Une avancée sociale saluée

Depuis mi-novembre 2023, l’assurance maladie cambodgienne s’est ouverte aux employés du secteur informel, qui représentent plus de 70 % des actifs du pays. Alors que les fonctionnaires et employés du privé jouissent d’une couverture maladie depuis une dizaine d’années, des millions de chauffeurs de tuktuk, vendeurs ambulants, femmes au foyer ou encore agriculteurs n’avaient jusqu’alors pas accès à la gratuité des soins.

L’avancée sociale est saluée par la population.  L’année dernière, mon mari a eu une infection à la jambe. Le diagnostic et le traitement nous ont coûté 1 500 dollars,  déplore Kimsron, une vendeuse du vieux marché. Désormais c’est révolu : dès qu’on a appris que nous pouvions avoir cette carte, nous l’avons demandée. 

Pour les indépendants, l’assurance maladie n’est pas obligatoire. Ceux qui souhaitent en bénéficier doivent payer 15 600 riels tous les mois (environ 3,50 €) sur une application mobile dédiée. En échange, ils ont accès à un panel de soins gratuits dispensés dans tous les hôpitaux publics du pays et dans les cliniques privées partenaires. Une indemnité de maternité est également accessible aux femmes enceintes.

Un système social encore fragile

La mesure semble populaire : depuis l’ouverture du service il y a quatre mois, quelque 170 000 personnes ont demandé à recevoir leur « carte vitale ».  Les bénéficiaires sont principalement localisés à Phnom Penh. On voit également une majorité de femmes , note Heng Sophhanarith, directeur adjoint du National Social Security Fund (NSSF), la  sécu  cambodgienne.

Si l’avancée sociale est largement saluée, son efficacité se heurte aux déserts médicaux dans les campagnes.  Je n’ai pas pris l’assurance maladie car j’habite à 200 kilomètres de la ville,  dit Sophorn dans la salle d’attente d’un hôpital phnompenhois.
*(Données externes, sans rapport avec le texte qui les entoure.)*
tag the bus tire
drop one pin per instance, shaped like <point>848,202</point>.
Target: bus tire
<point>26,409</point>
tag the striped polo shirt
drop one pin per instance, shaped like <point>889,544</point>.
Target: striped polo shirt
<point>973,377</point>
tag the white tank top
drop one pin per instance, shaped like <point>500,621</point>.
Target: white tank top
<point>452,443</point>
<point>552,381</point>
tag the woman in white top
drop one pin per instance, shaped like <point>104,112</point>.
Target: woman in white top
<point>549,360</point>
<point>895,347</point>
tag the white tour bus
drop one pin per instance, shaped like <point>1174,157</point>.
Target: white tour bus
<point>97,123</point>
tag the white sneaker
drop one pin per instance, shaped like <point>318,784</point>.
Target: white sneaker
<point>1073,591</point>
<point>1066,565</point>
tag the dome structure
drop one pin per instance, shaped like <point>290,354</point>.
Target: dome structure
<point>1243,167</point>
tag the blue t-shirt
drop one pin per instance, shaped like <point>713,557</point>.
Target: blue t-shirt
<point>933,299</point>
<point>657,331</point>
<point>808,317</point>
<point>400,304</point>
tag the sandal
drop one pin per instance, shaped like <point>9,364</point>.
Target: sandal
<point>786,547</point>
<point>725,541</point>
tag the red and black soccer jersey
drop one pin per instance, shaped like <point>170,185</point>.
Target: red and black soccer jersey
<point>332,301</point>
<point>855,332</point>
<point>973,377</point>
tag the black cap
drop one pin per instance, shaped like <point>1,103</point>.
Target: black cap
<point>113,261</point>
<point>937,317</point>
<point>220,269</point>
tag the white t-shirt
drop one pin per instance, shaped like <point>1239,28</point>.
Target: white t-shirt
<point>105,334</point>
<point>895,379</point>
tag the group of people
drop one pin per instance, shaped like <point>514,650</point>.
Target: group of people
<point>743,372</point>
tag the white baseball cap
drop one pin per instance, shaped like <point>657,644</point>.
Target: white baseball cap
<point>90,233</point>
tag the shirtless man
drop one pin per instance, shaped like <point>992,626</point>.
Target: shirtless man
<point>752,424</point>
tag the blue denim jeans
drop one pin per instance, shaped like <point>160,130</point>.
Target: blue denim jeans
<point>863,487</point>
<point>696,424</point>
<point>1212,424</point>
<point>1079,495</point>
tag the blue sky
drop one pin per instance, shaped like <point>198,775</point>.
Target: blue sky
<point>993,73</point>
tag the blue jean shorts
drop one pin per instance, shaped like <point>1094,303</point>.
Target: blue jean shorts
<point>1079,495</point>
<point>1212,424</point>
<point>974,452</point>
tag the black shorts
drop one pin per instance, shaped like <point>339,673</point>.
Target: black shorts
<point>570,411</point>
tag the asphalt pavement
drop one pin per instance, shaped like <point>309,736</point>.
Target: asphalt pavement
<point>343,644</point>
Je préfère payer une fois de temps en temps pour me soigner que de devoir payer tous les mois .

Autre limite : certaines pathologies, comme les soins dentaires, certains actes chirurgicaux ou la transplantation d’organes, ne sont pas encore prises en charge. Ces soins sont jugés trop onéreux pour un système social encore fragile. Les indépendants de plus de 60 ans sont également exclus du système.

 Ce n’est pas encore parfait, mais c’est une première étape,  reconnaît Sophhanarith. Après une première année d’expérimentation, nous ferons le bilan et verrons comment améliorer le système. La limite d’âge pourrait être levée et l’assiette de soins, élargie.